Parecer do professor Sandro Santana, da Bahia:

O historiador Hugo Studart, cumprindo a missão que cabe à sua área de estudo, escreveu um livro sobre a guerrilha do Araguaia.

A obra revela a existência de guerrilheiros que, para não tombarem ante às forças do Exército brasileiro nem serem executados pelos próprios líderes do movimento revolucionário, preferiram fazer acordo com o Estado, abandonando inteiramente a vida pregressa e passando a viver como uma nova persona. São os “mortos vivos”.

O livro está fazendo estrago desde o lançamento. Gente graúda do campo da esquerda está desesperada com a fratura exposta que a obra provoca na sua narrativa. Imagine que tem gente que recebe indenização do Governo pela morte de parentes, e de repente vem à tona a verdade: o parente não foi morto; mudou de identidade e está vivo até hoje. Que drama!

Mas para além dos dramas humanos, há também a repercussão política inevitável. Como o PCdoB vai encarar o fato de que abandonou à própria sorte, sem suprimentos e apoio algum, os jovens que cooptara para a guerrilha comunista?

A patrulha está agindo pesadamente, na tentativa de desacreditar a obra e desqualificar até mesmo que se “atreve” a comentá-la.

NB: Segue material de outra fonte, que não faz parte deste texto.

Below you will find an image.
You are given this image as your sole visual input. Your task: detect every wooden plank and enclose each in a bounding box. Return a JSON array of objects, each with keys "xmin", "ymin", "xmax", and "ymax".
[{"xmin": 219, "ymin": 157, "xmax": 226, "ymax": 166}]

Mas toda a presepada que tenta censurar e jogar o livro do historiador está tendo efeito inverso. A curiosidade em torno do livro só aumenta. Ao que tudo indica, estamos vendo o nascimento de um clássico da nossa historiografia.

Em respeito aos seres humanos envolvidos, vivos e mortos, de ambos os lados da história, e em respeito à própria História brasileira, é preciso que a verdade seja revelada, e de maneira integral. O trabalho de Hugo é uma contribuição inestimável à verdade histórica. Às favas interesses políticos, danem-se interesses pessoais. A verdade é filha do tempo, e o historiador honesto é o obstetra que a ajuda a vir à luz.